Cereja do bolo: o fato de dra. Flor relembrar a paciente de que ela é forte, saudável e capaz de lidar com adversidades e conquistar o que almeja, visto que está em nós a solução para os nossos próprios problemas.
E então, a consulta finalizou.
À inspeção: lágrimas secas, supercílios no lugar, sorriso na boca; alívio emocional visível, se é que isso é possível de enxergar.
Esperança.
A história difícil de ouvir (imagine de viver) de M.M.J. ajuda a demonstrar o quanto as unidades médicas podem encontrar-se cheias de pacientes que têm problemas e necessidades para além de biológicas. Nossas dores psicoemocionais podem ser tão fortes e fatais quanto as físicas. Costumam dizer que isso é clichê, mas será que estamos atentos ou só acostumados?
A feição de M.M.J. ao sair da consulta eu nunca esquecerei, porque é o que faz valer a minha prática. Eu só quero que ela fique bem.
Para mim, só faz sentido se for assim.
A resolutividade na área médica está longe de conter-se em número de atendimentos por dia e quantidade de tratamentos bem-sucedidos. Envolve, acima de tudo, a percepção do paciente de sentir-se cuidado, aceito, acolhido e satisfeito com o olhar, o toque e a pesquisa clínica no atendimento.
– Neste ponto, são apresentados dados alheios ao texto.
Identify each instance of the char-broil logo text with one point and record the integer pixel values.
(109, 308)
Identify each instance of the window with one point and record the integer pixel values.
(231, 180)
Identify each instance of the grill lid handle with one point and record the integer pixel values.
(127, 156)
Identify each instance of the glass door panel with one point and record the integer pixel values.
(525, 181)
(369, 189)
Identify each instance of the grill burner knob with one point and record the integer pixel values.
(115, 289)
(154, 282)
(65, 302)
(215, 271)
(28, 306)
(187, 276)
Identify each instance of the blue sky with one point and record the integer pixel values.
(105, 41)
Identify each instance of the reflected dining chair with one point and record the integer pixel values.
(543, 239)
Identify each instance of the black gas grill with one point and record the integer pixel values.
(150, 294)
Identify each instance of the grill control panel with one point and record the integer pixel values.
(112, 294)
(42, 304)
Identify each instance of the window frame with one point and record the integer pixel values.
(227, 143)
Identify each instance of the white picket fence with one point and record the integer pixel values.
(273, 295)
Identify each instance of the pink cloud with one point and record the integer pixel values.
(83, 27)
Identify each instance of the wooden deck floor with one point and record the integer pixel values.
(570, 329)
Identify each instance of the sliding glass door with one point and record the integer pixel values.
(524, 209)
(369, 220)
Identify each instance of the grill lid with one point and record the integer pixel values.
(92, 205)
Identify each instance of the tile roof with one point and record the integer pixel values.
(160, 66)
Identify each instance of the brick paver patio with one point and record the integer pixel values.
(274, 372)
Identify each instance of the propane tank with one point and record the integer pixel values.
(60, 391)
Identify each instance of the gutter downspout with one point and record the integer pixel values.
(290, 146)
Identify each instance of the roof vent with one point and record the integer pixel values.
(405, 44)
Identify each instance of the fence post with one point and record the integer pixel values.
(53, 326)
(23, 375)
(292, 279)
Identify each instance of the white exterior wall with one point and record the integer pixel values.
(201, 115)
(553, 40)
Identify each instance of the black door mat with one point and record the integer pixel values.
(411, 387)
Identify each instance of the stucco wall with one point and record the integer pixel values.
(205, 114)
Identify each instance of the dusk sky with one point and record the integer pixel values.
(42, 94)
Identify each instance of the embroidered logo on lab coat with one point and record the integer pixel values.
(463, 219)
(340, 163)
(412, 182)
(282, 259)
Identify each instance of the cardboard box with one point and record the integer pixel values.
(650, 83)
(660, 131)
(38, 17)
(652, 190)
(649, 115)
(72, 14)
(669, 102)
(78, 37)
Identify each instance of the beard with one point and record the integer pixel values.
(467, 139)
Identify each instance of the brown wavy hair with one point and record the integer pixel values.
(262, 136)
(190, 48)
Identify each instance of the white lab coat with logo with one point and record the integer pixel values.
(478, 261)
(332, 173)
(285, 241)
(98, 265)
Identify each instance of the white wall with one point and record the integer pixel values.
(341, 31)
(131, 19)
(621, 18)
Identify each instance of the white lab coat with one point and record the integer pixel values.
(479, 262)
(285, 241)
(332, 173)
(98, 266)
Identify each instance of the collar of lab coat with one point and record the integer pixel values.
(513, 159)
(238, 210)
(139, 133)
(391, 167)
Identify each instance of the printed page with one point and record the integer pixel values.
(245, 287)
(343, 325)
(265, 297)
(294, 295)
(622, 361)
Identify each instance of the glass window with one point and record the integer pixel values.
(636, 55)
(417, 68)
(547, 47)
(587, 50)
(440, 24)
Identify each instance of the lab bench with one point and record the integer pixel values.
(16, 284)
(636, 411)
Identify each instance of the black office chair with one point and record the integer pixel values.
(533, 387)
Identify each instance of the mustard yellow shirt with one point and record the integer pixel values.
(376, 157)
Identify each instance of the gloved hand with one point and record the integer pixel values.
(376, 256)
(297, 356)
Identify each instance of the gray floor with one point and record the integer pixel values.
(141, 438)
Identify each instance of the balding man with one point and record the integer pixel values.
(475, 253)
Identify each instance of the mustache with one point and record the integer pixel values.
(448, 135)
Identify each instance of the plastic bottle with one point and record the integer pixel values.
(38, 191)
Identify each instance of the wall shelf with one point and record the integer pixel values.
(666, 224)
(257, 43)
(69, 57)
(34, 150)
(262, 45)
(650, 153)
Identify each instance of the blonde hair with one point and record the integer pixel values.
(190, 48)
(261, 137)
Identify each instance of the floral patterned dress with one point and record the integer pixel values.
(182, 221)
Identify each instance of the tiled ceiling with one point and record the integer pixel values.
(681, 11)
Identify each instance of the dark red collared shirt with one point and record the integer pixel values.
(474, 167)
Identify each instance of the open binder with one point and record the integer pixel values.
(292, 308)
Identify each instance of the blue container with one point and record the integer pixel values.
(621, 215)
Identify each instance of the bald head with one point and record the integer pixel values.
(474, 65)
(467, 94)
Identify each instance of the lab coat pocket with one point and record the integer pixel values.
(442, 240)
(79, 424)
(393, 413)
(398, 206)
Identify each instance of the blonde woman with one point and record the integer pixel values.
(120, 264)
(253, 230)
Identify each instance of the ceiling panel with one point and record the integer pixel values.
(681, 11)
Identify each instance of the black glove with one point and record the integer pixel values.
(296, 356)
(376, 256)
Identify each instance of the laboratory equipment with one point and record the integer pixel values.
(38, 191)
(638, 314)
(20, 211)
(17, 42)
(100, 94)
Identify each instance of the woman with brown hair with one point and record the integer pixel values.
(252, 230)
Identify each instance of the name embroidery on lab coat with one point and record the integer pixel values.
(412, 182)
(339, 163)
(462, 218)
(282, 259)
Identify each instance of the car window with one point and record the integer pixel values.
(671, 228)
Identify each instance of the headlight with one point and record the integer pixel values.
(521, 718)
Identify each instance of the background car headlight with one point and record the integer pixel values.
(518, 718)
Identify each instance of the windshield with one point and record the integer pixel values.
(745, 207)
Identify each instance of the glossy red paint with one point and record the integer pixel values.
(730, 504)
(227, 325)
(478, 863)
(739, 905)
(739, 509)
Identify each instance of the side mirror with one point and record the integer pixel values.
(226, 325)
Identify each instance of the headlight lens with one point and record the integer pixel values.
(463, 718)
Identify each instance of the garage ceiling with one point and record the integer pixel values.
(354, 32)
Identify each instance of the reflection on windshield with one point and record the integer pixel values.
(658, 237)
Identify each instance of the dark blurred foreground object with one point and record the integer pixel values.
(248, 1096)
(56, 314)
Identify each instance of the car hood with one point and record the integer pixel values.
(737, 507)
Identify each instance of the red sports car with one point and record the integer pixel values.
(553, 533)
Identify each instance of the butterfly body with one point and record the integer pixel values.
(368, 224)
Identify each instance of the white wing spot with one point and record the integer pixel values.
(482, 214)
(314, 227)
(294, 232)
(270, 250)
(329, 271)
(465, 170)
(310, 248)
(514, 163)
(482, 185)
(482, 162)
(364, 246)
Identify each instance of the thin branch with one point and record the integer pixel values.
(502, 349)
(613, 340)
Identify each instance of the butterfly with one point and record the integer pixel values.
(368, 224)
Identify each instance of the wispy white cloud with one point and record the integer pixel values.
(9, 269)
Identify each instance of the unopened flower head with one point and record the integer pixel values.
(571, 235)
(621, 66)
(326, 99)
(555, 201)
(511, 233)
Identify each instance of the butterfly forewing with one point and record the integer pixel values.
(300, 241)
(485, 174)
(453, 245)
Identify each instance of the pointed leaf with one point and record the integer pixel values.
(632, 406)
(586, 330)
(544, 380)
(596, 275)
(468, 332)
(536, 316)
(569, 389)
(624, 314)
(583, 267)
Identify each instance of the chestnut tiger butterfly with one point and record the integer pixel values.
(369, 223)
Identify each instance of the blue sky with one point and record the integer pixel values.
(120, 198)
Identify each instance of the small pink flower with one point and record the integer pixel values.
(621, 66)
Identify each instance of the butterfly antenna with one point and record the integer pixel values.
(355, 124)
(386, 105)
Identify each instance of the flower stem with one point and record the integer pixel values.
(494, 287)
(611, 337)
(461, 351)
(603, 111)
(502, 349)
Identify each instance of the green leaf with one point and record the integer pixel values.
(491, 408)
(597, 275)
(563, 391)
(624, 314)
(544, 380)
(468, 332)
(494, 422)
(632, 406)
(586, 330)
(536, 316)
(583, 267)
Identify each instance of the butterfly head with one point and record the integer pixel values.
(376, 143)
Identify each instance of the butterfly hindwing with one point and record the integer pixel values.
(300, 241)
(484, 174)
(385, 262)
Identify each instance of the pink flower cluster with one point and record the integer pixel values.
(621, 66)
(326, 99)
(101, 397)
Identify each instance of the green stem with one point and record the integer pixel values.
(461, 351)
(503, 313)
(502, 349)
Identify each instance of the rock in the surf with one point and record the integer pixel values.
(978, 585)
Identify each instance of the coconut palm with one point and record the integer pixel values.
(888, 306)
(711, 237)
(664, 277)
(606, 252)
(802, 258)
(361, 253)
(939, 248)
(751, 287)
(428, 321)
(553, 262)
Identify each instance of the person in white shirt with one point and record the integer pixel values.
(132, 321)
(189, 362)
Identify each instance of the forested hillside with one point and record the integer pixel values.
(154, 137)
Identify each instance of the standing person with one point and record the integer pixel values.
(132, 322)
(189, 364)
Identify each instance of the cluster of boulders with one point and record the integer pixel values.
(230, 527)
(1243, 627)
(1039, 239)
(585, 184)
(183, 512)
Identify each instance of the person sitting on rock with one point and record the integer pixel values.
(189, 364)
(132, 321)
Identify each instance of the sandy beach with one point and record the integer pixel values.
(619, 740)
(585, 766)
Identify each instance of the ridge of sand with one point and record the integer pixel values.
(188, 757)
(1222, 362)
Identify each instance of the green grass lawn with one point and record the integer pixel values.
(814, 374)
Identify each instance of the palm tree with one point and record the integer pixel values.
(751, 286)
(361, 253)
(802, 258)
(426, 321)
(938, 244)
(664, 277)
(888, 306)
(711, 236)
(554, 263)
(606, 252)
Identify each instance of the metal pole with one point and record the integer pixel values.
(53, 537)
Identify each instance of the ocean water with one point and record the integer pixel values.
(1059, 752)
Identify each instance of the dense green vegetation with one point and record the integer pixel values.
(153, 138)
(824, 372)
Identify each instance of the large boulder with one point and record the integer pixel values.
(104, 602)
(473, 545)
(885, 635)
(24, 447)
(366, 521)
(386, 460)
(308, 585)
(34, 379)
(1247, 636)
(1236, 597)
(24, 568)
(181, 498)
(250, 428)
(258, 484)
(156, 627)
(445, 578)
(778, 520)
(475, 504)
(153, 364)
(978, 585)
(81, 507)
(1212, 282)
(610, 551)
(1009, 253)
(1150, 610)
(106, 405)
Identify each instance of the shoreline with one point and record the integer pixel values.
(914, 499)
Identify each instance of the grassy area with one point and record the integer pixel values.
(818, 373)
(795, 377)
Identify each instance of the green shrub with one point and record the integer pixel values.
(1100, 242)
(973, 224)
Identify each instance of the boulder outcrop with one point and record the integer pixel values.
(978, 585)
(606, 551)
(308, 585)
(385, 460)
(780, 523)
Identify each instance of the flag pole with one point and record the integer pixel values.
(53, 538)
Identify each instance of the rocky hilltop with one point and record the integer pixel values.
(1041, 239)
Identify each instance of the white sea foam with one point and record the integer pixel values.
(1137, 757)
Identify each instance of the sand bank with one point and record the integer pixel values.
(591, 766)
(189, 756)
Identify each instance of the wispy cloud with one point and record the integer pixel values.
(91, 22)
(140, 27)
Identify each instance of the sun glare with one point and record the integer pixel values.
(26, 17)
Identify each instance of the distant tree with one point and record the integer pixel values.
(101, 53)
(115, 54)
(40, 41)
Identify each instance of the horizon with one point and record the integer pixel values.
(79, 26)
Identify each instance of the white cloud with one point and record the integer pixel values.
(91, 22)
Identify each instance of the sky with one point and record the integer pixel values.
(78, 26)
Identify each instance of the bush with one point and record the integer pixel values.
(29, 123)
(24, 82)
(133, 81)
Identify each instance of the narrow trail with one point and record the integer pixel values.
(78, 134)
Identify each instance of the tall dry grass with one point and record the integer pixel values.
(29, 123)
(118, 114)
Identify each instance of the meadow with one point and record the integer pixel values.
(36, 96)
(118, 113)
A pesquisa clínica sendo uma parte tão importante quanto as outras durante todo o processo, já que o fim último da medicina é fazer o bem. E fazer o bem é, primeiro, saber tratar bem.
Para a paciente querida M.M.J., espero que você consiga se encontrar dentro de si mesma a ponto de nunca mais ser possível pensar em desistir de si.